When making rose using this method we soak the unfermented grape juice on its skins for about 48 hours and allow the juice to soak some colour and flavour out of the skins before we run just 10 % of that juice off into another tank and add yeast to ferment it like a white wine. Cold fermentation ensures that the fruit flavours and aromas are conserved in the finished wine.The key is to make sure you drain off the juice at the right time. Because we have much softer tannins here in the Hunter and we obtain ripeness of flavour at lower alcohols we can make a saignee style rose that does not require any residual sugar and has enough richness of flavour without being too high in alcohol to make a dry rich Rosé

- Andrew Margan, Margan Wines
Blending: Another way to make Rosé is by mixing white and red wine together, although, this rather crude method is generally frowned upon and doesn’t usually make for a very nice tasting wine.  Colour and Characters: The colour of Rosé can range from the lightest shades of pale onion skin pink to salmon, coral, hot pink, and ruby red; generally speaking, the darker the colour, the more intense and sweeter the wine. Primary fragrances and flavours of Rosé depend on the type of grape, or grapes, used, but will typically sit along the spectrum of red fruits and florals, melons and zesty citrus. Sometimes, you’ll find pleasant green characters, like rhubarb or strawberries with their leafy green tops still on.  What varieties are used to make Rosé?
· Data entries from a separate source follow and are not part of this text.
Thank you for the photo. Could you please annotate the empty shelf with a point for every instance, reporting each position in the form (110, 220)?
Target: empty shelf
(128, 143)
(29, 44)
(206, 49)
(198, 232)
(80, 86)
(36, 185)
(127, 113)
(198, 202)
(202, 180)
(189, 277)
Rosé can be made from just about any red wine grape variety there is. In Australia, the more common varietals used to make Rosé include  Shiraz ,  Pinot Noir , and Grenache . But also,  Merlot  and  Cabernet Sauvignon . In Provence, the historical home of Rosé, winemakers will blend grape varieties, such as Cinsault, Mourvédre, Syrah (Shiraz), and Carignan, to create gorgeous examples of this pale pink wine. Now you know how it’s made, it’s time to drink to Rosé’s pink perfection and fill your spring with some delicious drops.